Con ese supuesto desapego del observador, en un tono que nunca parece crítico pero que siempre es irónico, encontramos a lo largo de la novela abundantes observaciones sobre el matrimonio: sobre las costumbres cotidianas de los casados (quién se supone que debe arreglar los fusibles o servir el jerez a los invitados), rituales de cortejo (si se debe o no acompañar a las jóvenes a casa y en tal caso en qué debe consistir el beso de buenas noches), papel de los parientes de los jóvenes en el cortejo (sobre si las tías deben o no hacer observaciones sobre la idoneidad de los candidatos a cortejar a su sobrina soltera), ceremonias de entrada en la edad adulta (baile con primera puesta de largo de las jóvenes); así como rituales de la vida en los barrios residenciales de Londres: sobre a qué iglesia acudir el domingo (en las novelas de Barbara Pym siempre se da una cierta importancia a aspectos como el olor del incienso o la calidez en la acogida a eventos parroquiales), la altura de los setos que separan los jardines de las casas (y cuándo es lícito asomarse y saludar al vecino sobre el seto), o el momento adecuado para ofrecer un té en el jardín trasero o en la salita de estar (y si se debe acompañar de galletas o de sándwiches).

No quiero dejar de señalar, por otra parte, lo divertido que me parece el capítulo 8 con la escena del almuerzo: los dos jóvenes estudiantes Mark y Digby -que a lo largo de la novela aparecen inseparables y siempre realizan comentarios sarcásticos- pretenden “ganar puntos” en la obtención de una beca, para lo que halagan a la bibliotecaria del centro de investigación, Esther Clovis -implicada en los baremos para la puntuación de los candidatos a las becas- ofreciéndole una invitación a almorzar. Al almuerzo con la señorita Clovis se suma inesperadamente su amiga y compañera de piso, la señorita Lydgate, y vemos cómo los dos estudiantes tratan de salir indemnes del almuerzo con dos señoras “de mediana edad”, haciendo cálculos para saber si podrán pagar tanta comida y bebida. Incluye uno de mis pasajes favoritos:

-Opino que no se debería entrar en instituciones académicas ni bibliotecas oliendo a alcohol -dijo Mark, en el colmo del puritanismo-. Podría dar pie a una impresión equivocada.

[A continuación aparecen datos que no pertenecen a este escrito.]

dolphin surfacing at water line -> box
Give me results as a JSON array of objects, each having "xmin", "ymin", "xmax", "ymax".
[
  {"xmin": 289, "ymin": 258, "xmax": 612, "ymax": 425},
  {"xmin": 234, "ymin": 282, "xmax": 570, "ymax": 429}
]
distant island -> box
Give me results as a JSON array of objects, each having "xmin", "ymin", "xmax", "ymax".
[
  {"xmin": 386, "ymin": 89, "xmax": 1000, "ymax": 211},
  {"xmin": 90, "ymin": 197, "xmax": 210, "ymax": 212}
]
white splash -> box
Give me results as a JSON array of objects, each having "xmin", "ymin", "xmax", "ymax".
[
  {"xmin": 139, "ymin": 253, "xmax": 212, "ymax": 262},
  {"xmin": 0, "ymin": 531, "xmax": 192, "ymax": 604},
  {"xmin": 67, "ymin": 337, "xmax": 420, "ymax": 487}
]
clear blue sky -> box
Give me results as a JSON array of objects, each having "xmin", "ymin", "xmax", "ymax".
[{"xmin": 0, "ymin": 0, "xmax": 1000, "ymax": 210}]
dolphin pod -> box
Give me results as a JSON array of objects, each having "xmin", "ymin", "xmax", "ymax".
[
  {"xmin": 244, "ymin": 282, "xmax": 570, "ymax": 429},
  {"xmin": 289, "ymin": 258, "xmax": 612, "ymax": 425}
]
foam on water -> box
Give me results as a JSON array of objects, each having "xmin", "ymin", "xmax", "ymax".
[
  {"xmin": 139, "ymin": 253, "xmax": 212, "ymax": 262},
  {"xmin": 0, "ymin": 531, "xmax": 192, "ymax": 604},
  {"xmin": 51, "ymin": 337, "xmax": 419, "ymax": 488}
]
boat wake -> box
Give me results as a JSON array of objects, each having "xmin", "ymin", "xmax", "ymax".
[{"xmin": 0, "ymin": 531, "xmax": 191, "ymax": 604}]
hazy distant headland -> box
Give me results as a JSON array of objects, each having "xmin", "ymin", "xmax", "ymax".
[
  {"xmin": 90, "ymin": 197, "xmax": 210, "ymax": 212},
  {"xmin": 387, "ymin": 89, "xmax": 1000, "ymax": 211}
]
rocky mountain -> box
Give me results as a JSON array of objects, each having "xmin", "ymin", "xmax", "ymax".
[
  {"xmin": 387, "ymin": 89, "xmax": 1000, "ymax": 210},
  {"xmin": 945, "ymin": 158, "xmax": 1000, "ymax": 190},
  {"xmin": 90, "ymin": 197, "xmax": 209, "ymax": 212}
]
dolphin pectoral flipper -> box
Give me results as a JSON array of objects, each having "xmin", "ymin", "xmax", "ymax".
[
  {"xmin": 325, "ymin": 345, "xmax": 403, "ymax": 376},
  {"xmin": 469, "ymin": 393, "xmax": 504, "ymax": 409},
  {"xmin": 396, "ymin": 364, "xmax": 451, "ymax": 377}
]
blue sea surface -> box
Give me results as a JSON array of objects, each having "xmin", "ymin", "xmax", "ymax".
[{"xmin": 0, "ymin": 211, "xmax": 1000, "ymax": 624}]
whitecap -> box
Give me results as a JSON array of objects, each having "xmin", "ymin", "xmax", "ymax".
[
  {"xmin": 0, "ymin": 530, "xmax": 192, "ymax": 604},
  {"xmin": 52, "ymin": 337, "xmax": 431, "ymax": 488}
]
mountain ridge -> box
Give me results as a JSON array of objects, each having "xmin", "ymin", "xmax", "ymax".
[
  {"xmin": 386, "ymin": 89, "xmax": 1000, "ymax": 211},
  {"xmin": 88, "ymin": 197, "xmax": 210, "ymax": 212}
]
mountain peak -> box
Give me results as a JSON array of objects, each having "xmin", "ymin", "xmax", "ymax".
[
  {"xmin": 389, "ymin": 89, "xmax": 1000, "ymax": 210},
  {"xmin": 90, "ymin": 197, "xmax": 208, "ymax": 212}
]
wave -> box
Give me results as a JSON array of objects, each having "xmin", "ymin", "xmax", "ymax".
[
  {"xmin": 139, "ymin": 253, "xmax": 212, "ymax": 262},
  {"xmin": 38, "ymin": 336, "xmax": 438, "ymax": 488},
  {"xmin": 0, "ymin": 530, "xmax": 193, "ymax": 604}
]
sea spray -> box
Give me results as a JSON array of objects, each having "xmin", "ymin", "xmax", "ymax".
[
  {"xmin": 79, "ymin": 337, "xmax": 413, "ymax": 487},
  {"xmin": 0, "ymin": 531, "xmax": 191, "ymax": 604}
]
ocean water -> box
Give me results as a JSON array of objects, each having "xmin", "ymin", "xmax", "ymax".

-Ay, jamás había pensado en eso -repuso la señorita Clovis, dando sorbitos a su bebida oscura y espumosa (una pinta de Guinness)-. No creo que nadie se diese cuenta. Además, no pasa nada porque las bibliotecarias huelan a alcohol -añadió, con tono jovial.


Todas las citas corresponden a la traducción de Irene Oliva Luque para Gatopardo Ediciones, editorial a la que hay que agradecer que haya redescubierto para nosotros a Barbara Pym y haya levantado una auténtica #fiebrePym entre los lectores, además de por publicar en español a autoras tan interesantes como (la otra) Elizabeth Taylor, Simonetta Agnello Hornby, Ali Smith, Joan Didion o Ayòbámi Adébáyò.

Un poco menos que ángeles, de Barbara Pym (Barcelona: Gatopardo , 2018) se encuentra disponible en la colección de literatura de nuestra Biblioteca del Campus de Colmenarejo.